Die Strategie der Stadt steht im Einklang mit ihrem Nachhaltigen Energie- und Klimaschutzaktionsplan (SECAP), der am 1. Januar 2022 in Kraft trat. Die Behörden identifizierten 3.130 hochgeeignete Grundstücke für Solarparks, davon 2.617 im Besitz der Stadt und 513 im Eigentum städtischer Tochtergesellschaften. Diese Flächen könnten bis zu 538 Megawatt (MW) Strom erzeugen.
Eine erste Prüfung ergab, dass 29.840 Teilflächen potenziell für bodengebundene Photovoltaikanlagen geeignet sind. Sechs Standorte wurden nun für eine abschließende Eignungsbewertung vorselektiert. Die Stadtwerke Essen wurden zudem als möglicher Investor für die Projekte konsultiert.
Ein bedeutendes Vorhaben ist der geplante Solar-Carport auf dem Parkplatz P10 der Messe Essen. Die Anlage wird auf einer Fläche von etwa 19 Hektar rund 25.000 Solarmodule mit einer Gesamtleistung von 11 Megawatt Peak (MWp) umfassen. Der erzeugte Strom wird über das Umspannwerk Haarzopf ins Netz eingespeist.
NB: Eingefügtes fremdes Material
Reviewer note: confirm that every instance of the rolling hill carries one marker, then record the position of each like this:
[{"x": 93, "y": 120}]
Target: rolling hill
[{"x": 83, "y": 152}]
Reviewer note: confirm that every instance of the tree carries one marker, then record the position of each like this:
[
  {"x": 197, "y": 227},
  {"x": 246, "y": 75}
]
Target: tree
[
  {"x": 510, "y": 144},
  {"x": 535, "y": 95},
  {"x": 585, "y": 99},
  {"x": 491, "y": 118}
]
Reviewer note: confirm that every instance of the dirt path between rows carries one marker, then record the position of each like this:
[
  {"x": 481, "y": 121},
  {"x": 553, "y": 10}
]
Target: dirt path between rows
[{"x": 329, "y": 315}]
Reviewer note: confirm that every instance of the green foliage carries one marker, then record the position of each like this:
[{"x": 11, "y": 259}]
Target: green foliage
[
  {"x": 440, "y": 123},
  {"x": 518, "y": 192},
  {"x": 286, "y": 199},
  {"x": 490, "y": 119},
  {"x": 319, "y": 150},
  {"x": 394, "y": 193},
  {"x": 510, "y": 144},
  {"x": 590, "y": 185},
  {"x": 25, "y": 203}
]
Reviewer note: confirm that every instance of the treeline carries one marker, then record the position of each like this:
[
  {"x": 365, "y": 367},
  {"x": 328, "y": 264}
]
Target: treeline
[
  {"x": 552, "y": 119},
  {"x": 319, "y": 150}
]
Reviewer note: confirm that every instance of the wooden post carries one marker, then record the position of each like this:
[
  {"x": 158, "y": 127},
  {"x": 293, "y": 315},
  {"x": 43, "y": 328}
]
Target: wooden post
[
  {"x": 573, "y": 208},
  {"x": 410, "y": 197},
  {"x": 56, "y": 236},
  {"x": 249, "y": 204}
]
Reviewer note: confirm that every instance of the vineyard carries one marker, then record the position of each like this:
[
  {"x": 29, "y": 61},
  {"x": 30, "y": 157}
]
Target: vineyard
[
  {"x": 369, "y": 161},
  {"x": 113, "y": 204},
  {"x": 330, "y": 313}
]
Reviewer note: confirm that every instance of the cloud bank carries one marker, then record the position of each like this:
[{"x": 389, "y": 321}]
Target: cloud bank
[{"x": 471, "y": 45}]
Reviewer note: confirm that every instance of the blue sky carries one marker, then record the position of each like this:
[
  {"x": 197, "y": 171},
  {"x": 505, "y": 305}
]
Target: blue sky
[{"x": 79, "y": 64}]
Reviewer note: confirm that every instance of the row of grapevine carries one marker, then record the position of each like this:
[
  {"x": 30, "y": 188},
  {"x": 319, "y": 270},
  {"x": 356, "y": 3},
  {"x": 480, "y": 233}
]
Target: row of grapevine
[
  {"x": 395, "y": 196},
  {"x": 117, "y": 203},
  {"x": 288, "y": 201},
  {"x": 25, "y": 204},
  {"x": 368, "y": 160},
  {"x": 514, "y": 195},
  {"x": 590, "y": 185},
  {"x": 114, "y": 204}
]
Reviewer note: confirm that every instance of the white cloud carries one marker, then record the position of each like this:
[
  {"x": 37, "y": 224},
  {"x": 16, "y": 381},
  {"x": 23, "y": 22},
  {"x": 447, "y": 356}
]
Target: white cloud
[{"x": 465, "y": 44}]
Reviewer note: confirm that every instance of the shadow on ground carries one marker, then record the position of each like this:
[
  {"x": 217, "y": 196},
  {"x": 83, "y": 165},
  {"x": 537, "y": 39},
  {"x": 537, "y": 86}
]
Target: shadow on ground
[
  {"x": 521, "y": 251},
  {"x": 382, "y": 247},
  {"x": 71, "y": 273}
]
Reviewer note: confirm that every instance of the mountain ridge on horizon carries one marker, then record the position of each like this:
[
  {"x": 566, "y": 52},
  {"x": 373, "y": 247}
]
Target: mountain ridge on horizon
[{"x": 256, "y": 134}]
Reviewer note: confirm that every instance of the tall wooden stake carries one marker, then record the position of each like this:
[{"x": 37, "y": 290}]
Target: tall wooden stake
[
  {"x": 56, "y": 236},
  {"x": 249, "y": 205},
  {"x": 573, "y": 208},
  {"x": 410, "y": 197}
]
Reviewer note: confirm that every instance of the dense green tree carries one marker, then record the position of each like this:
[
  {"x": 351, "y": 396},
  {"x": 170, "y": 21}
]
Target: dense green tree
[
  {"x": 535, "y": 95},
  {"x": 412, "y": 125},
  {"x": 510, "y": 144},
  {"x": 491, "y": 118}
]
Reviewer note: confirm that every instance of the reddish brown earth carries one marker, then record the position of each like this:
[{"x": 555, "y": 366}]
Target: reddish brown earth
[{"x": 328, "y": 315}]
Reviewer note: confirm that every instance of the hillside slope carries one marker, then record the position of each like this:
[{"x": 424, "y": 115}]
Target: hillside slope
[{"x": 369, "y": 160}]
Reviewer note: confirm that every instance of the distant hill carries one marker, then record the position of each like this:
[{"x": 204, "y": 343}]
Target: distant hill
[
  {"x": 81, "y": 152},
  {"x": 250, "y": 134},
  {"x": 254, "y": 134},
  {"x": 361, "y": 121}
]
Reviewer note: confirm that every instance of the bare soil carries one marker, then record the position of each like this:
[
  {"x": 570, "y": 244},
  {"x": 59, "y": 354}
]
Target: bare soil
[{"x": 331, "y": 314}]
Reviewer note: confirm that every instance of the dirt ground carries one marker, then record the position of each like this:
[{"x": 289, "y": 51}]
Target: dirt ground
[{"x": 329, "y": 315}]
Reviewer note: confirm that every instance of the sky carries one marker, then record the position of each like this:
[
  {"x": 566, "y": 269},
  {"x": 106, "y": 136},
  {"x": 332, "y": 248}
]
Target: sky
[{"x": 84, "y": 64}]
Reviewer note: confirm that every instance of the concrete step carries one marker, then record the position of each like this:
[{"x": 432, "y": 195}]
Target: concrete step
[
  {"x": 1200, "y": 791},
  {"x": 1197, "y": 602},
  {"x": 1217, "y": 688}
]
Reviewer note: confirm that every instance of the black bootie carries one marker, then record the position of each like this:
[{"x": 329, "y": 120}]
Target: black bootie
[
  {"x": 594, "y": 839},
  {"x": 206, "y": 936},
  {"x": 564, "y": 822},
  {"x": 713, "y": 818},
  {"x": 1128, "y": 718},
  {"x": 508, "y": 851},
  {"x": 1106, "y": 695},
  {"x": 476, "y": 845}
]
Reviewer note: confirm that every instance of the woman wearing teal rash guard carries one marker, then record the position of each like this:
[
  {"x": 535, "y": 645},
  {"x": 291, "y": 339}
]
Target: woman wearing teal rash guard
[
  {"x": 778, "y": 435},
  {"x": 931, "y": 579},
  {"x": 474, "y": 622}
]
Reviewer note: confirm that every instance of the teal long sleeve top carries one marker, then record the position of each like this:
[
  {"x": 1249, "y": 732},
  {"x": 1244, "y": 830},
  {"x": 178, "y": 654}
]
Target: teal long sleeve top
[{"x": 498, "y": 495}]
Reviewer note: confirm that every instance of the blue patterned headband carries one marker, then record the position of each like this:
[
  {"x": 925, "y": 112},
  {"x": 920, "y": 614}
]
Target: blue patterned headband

Der Ausbau der Solaranlagen zielt darauf ab, Essens Klimaziele im Rahmen des SECAP zu erreichen. Der Solar-Carport auf dem Messegelände soll Ende 2026 mit dem Bau beginnen und die erneuerbare Energieerzeugung deutlich steigern. Weitere Bewertungen werden die endgültigen Standorte für zusätzliche Solarparks in der Stadt bestimmen.